My friends know that since 2001, I’ve made it a habit (sorry) to try to make a retreat to a monastery at least once each year. I’ve made multiple visits to Our Lady of Gethsemani Abbey in Trappist, Kentucky (former home of Thomas Merton) and to Christ in the Desert Monastery in Abiquiu, New Mexico. I’ve made one time only visits to Mepkin Abbey in Moncks Corner, South Carolina, Saint Benedict’s Abbey in Snowmass, Colorado and Saint Gregory’s Abbey in Three Rivers, Michigan . In addition, I’ve made a one day visit to New Melleray Abbey in Peosta, Iowa and Pecos Abbey in Pecos, New Mexico.
With only one exception (which shall remain nameless), regardless of the religious order or affiliation: Benedictine, Franciscan, Cistercian, Episcopal, etc., the sense I each got at each monastery was that they were truly sincere in living up to the Rule of Saint Benedict that guests should be welcomed as if Christ. But that sense is not exuded through the venerable walls of these institutions, rather through their residents – the boys in the hoods.

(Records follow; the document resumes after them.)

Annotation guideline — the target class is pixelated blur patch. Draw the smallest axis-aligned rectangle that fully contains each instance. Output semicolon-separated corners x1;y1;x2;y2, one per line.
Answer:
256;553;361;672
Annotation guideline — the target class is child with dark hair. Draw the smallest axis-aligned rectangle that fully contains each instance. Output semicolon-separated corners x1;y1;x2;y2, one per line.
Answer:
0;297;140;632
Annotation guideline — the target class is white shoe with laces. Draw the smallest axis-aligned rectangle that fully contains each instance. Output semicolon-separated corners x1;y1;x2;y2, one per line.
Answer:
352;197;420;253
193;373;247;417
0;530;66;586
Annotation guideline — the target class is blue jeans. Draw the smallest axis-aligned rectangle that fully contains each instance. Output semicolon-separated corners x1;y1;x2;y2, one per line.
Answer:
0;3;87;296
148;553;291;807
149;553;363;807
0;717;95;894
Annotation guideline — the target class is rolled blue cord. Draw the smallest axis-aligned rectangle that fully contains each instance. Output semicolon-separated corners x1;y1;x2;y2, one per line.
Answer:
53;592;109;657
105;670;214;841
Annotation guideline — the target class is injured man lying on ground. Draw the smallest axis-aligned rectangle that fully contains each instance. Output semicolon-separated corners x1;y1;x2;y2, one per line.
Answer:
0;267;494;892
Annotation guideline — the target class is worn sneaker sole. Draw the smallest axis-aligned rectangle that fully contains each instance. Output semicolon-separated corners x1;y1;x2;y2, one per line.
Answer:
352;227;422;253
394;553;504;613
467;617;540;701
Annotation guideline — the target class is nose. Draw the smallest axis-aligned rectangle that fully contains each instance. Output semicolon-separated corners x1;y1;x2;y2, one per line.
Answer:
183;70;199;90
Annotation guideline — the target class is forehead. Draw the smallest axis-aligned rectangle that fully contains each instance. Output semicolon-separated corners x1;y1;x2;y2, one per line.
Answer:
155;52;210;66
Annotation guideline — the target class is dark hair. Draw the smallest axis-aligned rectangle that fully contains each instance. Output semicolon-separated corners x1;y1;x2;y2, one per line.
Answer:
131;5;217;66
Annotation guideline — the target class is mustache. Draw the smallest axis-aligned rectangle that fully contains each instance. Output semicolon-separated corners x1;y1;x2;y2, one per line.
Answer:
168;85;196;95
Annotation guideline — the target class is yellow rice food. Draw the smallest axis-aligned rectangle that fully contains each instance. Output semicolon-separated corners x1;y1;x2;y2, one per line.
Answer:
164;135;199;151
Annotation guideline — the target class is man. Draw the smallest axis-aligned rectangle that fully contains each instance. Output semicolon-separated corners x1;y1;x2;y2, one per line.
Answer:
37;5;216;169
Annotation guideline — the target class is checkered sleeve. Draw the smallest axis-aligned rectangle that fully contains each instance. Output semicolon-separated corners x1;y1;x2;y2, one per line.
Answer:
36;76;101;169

When visiting a monastery, whether it is for a single day or for a retreat of several Days, it is most common to encounter the Guestmaster. This is a role identified by Saint Benedict in his Rule. He is the monastery’s face to the outside world. My experience has been that the Abbott (head of the monastery) usually selects the more affable or outgoing monk for this role. From Brother Aelred at Mepkin to Father Carlos at Gethsemani, these men are charged with bridging the vastly different worlds of the lay visitors and the monks.
But treasured moments on monastic retreats can spring up at the most unexpected times in unplanned interactions with the resident monks. They happen in liminal space and time when the sacred and the secular meet and wallow in each other’s goodness and grace. I hope, over the next few days, to jot down some of my favorite memories of these glimpses of heaven.